LDLib2 therefore does not provide a dedicated UI-level API for server → client RPC events.
However, if you really need to actively send events from the server to the client, you can achieve this by using the generic RPC Packet system.
Below is an example showing how the server sends an RPC packet to clients, and how the client locates and operates on a specific UI element.
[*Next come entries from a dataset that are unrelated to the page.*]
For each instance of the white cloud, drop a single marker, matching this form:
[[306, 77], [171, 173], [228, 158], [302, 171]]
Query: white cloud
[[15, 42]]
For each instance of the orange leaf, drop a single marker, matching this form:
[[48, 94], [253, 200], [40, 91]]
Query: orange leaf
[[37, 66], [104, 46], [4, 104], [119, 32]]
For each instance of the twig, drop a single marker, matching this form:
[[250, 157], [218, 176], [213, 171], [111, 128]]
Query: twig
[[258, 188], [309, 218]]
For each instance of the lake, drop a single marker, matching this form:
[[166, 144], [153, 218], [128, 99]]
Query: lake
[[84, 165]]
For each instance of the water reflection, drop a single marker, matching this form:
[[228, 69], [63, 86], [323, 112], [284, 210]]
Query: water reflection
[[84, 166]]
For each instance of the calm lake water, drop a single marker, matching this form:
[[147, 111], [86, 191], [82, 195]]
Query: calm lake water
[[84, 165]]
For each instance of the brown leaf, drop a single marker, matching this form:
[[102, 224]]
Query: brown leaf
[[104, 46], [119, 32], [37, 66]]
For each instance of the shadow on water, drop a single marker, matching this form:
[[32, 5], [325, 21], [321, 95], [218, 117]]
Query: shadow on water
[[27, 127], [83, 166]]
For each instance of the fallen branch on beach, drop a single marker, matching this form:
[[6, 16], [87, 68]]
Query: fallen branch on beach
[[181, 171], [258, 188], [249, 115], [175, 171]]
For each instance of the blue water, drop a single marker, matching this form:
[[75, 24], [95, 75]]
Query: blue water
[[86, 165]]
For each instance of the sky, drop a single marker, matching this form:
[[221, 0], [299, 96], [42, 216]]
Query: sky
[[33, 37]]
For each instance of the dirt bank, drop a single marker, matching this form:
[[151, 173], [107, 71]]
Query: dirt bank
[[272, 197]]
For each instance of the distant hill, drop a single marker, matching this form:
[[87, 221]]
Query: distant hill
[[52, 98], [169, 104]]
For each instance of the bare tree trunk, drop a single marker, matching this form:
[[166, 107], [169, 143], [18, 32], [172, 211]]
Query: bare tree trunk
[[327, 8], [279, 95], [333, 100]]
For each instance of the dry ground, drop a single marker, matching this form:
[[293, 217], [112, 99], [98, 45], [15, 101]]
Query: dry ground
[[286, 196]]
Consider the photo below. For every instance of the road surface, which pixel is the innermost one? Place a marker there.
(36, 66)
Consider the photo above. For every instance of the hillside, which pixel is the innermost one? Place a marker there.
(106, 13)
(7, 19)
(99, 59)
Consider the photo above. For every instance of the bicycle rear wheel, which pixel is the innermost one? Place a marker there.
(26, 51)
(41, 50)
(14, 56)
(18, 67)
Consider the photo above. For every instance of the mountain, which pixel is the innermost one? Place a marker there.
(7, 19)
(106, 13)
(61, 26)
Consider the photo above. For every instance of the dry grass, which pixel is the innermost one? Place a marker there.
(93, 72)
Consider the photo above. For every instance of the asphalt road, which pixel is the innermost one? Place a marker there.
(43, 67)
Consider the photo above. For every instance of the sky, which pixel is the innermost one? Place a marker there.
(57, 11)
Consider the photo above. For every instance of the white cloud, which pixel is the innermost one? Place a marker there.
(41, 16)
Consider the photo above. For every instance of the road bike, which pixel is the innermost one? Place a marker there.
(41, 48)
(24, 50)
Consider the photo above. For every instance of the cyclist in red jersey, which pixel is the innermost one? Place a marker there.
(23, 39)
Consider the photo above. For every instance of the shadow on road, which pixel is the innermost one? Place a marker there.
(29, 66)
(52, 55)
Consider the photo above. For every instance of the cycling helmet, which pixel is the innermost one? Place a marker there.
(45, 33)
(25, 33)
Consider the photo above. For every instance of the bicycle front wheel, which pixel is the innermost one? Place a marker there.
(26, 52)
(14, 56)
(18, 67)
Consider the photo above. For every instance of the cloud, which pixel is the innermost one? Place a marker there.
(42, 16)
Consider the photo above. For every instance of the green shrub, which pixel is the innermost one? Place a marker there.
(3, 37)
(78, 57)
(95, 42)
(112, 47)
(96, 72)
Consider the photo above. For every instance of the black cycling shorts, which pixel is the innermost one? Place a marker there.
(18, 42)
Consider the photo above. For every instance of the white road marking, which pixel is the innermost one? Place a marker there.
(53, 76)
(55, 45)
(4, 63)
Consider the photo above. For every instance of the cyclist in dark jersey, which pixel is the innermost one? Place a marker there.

var element = new UIElement().setId("my_element");
// annotate your packet method anywhere you want
@RPCPacket("rpcEventToClient")
public static void rpcPacketTest(RPCSender sender, String message, boolean message2) {
if (sender.isRemote()) {
var player = Minecraft.getInstance().player;
if (player != null && player.containerMenu instanceof IModularUIHolderMenu uiHolderMenu) {
uiHolderMenu.getModularUI().select("#my_element").findFirst().ifPresent(element -> {
// do something on the client side with your element.
});
}
}
}
// send pacet to the remote/server
RPCPacketDistributor.rpcToAllPlayers("rpcEventToClient", "Hello from server!", false)
This approach gives you full control over server-initiated client logic, while keeping the UI RPC system simple and focused on interaction-driven workflows.
Tip
When using FluidSlot with container bindings, the implementation already uses
server → client (s→c) read-only data syncing combined with RPC events for interactions.
You don’t need to handle sync strategies yourself.
The FluidSlot.bind(...) implementation is also a good reference for learning how data syncing and RPC-based interactions work together.